Three Durable Roofing Choices For Homes In Coastal Hurricane Zones

When you live in a hurricane zone, your home's roof undergoes a lot of wear and tear. Between the high winds, hail, and driving rainstorms, if you don't have a strong roof, you're going to find yourself calling your company for roofing repairs more often than you'd like. Thus, if you're in the position to have a new roof put on your home, it's important to choose one that's going to stand up to this wear and tear with minimal damage. Here's a look at three types of roofs that are particularly well suited for homes in coastal hurricane zones.

Aluminum Roofing

Metal roofs are typically inexpensive, durable, and easy to install. However, not all metal roofs are well suited for coastal areas. Steel roofs will fall into disrepair quite quickly, as the salt in the air will cause them to corrode. Thus, if you like the idea of a modern metal roof, an aluminum alloy is the best choice since this material is corrosion resistant.

Aluminum roofs are also a good choice for hurricane zones because they resist wind uplift. Whereas it is easy for a high wind to tear off a small shingle if it happens to be a little loose, the large, heavy roofing panels are less likely to become separated from the roofing underlayment when a strong gust blows in. Though some people are hesitant to have metal roofs installed in hurricane zones because they fear the sound of the rain on the roof will be noisy, this is not typically an issue as long as your roof is well insulated. The insulation will absorb the noise.

Slate Roofing

If you have a more traditional looking home and can't bear the thought of topping it with a modern metal roof, then slate roofing is another good choice. The slate tiles are heavy enough that the wind is not likely to lift them up. However, they may crack in heavy hail. Luckily, it is not too difficult or expensive to replace a cracked slate tile. Most roofing companies that work with slate roofs will offer this service at a reasonable rate.

Slate is a natural material, which also makes it an appealing choice if you're trying to "go green" with your building choices. It's impervious to the salt in the air in coastal regions. While you may pay a bit more for a slate roof upfront, it will likely be the last roof you every have to put on your home, since a hard slate roof will last 75 - 200 years.

Clay Tile Roofing

If your home as a traditional, coastal look to it, then a clay tile roof may be the ideal choice. Though they are now available in colors other than the traditional terracotta orange, their interlocking pattern still gives them a distinct style that pairs well with the beach house-type look. Clay tiles are durable, though slightly less so than slate, and they are easy to replace when they crack after a heavy hail storm. They generally cost less than slate, and in coastal areas, it may be easier to find a roofing company that works with clay tiles than one that works with metal or slate, since clay tiles are just so common.

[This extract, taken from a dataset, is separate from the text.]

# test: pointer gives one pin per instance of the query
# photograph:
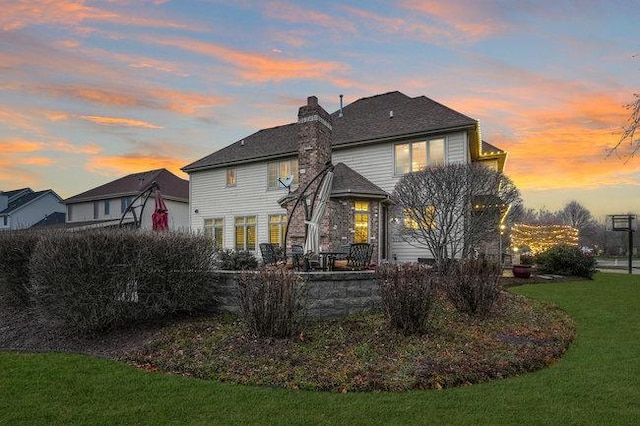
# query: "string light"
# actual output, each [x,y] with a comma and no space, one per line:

Slate roofs last between 50 and 100 years on a home, and like the other materials on this list, they will not rot when exposed to long period of moisture.

All of the materials above are sturdy enough to protect your home in salty air and hurricane weather. Which one is best for your home simply depends on your preferences. Do you like a more modern look? Go with aluminum. For a more traditional look, slate or clay tiles may be a better bet.